«Это очень интенсивное пение, близкое к инсценировке, своего рода мистерия. Слово «мистерия» я употребляю не случайно. В греческой культуре были так называемые Элевсинские мистерии, которые вовлекали массу людей в определенный строго организованный танец с пением, в определенное состояние, индуцируемое коллективным действием. Короче, такого рода оплакивания, как грузинское, являются, несомненно, архаическими остатками более сложных и более расчлененных, развитых мистерий, когда интенсивно разыгрываются выражения горя через многообразное и монотонное пение, доходящее до криков. И все это выполняется профессионалами, которые явно не испытывают тех же состояний, что испытывают родственники умершего, из-за чего мне это казалось ритуализированным лицемерием. Но одно было бесспорно: сильное массовое воздействие на чувствительность переводит человека, являющегося свидетелем или участником такого ритуала, в какое-то особое состояние. Лишь потом, уже гораздо позже мне стала понятной эта чисто формальная сторона, которую я раньше отвергал.
Постараюсь ее пояснить. Если человеческие связи и отношения в той мере, в какой они длятся и повторяются (ведь горе, привязанность – это эмотивные психические состояния, которые случаются в человеческой жизни, длятся во времени и воспроизводятся; люди всегда волновались, влюблялись, помнили, были привязаны к кому-то, испытывали гнев, радость), в общем, все переживания, и в том числе понимание (ибо оно тоже характеризуется интенсивностью переживания), были бы предоставлены потоку или естественной смене наших нервных реакций и состояний (например, если бы память об умершем близком зависела от нашей способности, в чисто физическом смысле, приходить в состояние волнения и в этом смысле помнить о своих отце или матери), то они рассеивались бы самим временем, были бы подвержены процессу отклонения и распада. […] То есть, фактически мы получаем следующую мысль: забыть – естественно (так же как животные забывают свои прошлые состояния), а помнить – искусственно. Ибо оказывается, что эта машина, например, ритуальный плач, как раз и интенсифицирует наше состояние, причем совершенно формально, когда сам плач разыгрывается как по нотам и состоит из технических деталей. Я могу назвать это формальной стороной в том смысле, что она никакого непосредственного отношения к содержанию не имеет. Дело не в содержании чувства горя, а в том, чтобы разыграть горе четко сцепленными техническими и практическими элементами действия. И они, действуя на человеческое существо, собственно и переводят, интенсифицируя, обычное состояние в другой режим жизни и бытия. Именно в тот режим, в котором уже есть память, есть преемственность, есть длительность во времени, не подверженные отклонениям и распаду (которым они были бы подвержены, предоставленные естественному ходу натуральных процессов). Мы помним, мы любим, мы привязаны, имеем совесть – это чисто человеческие состояния – тогда, когда мы уже прошли через формообразующую машину.

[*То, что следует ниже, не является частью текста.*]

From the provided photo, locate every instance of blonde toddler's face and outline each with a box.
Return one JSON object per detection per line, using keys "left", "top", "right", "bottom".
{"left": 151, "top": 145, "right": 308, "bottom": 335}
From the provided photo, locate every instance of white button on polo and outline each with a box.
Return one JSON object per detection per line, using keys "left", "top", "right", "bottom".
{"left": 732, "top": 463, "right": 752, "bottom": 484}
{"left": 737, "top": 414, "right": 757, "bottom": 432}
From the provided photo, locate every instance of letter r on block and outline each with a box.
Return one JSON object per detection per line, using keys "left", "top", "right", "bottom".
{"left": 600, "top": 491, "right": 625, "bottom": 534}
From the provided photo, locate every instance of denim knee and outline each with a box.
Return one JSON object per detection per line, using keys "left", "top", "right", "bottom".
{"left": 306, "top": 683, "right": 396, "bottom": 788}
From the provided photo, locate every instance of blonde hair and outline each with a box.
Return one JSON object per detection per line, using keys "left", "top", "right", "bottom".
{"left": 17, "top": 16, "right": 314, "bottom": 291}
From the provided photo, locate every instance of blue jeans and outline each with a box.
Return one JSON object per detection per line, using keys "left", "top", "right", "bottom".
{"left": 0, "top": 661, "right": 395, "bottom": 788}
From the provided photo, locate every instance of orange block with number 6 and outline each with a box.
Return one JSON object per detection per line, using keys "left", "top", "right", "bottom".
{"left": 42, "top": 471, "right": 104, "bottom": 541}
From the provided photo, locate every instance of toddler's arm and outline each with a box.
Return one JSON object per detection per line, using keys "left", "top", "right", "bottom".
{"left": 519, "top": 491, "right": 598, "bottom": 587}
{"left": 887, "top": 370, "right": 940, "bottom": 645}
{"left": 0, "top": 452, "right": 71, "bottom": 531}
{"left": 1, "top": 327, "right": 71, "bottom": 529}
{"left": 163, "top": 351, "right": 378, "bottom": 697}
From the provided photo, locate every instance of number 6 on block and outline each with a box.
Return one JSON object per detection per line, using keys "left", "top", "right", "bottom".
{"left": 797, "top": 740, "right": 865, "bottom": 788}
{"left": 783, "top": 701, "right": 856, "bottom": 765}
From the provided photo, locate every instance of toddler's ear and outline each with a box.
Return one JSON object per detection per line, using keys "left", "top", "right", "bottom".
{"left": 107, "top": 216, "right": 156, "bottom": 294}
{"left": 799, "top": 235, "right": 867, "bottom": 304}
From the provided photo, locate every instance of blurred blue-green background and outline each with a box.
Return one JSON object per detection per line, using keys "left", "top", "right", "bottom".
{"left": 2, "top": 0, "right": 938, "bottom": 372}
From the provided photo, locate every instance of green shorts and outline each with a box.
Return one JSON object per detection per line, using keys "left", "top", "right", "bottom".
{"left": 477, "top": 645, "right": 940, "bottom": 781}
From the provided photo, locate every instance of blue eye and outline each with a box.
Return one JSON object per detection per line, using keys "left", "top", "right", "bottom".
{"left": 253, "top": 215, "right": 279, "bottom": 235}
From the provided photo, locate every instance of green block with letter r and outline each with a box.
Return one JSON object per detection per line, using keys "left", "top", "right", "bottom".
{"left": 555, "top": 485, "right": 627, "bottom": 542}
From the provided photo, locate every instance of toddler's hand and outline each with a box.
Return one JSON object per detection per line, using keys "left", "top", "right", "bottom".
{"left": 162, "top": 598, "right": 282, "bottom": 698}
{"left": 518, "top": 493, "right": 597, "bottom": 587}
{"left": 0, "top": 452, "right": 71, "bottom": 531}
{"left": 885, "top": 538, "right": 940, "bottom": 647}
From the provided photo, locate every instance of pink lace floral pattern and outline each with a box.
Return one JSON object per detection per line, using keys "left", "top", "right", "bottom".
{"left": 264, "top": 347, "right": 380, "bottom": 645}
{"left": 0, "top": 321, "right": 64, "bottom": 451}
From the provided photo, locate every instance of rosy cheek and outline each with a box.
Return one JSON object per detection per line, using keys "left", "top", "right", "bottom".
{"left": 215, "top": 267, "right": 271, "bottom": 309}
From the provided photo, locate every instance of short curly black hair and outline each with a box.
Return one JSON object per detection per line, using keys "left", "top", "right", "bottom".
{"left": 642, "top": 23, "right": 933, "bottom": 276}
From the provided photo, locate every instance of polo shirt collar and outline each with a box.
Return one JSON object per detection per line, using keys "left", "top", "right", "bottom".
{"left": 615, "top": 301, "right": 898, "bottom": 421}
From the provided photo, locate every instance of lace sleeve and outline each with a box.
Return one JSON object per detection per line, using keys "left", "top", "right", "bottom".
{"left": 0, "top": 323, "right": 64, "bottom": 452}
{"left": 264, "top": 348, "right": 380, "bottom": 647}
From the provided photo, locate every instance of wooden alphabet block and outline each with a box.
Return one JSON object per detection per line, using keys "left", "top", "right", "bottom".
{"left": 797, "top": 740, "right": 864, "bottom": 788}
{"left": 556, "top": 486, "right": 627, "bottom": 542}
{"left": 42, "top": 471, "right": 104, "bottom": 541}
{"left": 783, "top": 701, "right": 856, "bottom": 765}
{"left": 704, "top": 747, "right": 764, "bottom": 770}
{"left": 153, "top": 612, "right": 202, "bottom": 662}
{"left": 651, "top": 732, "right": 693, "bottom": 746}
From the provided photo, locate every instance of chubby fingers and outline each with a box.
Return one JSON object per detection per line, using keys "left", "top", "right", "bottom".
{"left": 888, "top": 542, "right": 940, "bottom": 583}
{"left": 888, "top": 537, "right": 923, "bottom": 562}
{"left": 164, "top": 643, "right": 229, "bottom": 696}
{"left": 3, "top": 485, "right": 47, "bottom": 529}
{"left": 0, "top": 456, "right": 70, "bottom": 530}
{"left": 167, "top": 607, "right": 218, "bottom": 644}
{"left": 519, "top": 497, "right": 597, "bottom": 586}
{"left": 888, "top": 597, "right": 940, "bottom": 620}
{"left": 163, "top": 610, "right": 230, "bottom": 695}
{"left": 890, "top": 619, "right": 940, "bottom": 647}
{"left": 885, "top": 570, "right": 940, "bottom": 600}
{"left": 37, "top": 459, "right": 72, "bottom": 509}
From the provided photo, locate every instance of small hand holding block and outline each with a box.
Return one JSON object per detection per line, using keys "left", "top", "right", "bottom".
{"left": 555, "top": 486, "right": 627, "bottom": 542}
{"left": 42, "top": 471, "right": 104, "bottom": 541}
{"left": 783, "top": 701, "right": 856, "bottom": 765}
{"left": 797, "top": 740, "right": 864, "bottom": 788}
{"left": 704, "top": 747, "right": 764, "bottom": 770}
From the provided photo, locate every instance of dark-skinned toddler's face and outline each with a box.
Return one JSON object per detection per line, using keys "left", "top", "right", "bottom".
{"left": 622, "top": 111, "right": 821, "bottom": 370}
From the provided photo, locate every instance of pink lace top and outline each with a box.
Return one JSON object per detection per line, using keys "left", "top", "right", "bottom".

Ведь ритуальный плач не разжалобить нас хочет, он создает в нас структуру памяти. […]
Это именно – форма, то есть нечто пустое, бессодержательное, и только в этом смысле – ритуализированное. Она должна быть, чтобы мы вошли в измерение, которое философы назвали бытием – нечто, существующее само по себе, как бы помимо человека, и большее, чем сам человек
»[117].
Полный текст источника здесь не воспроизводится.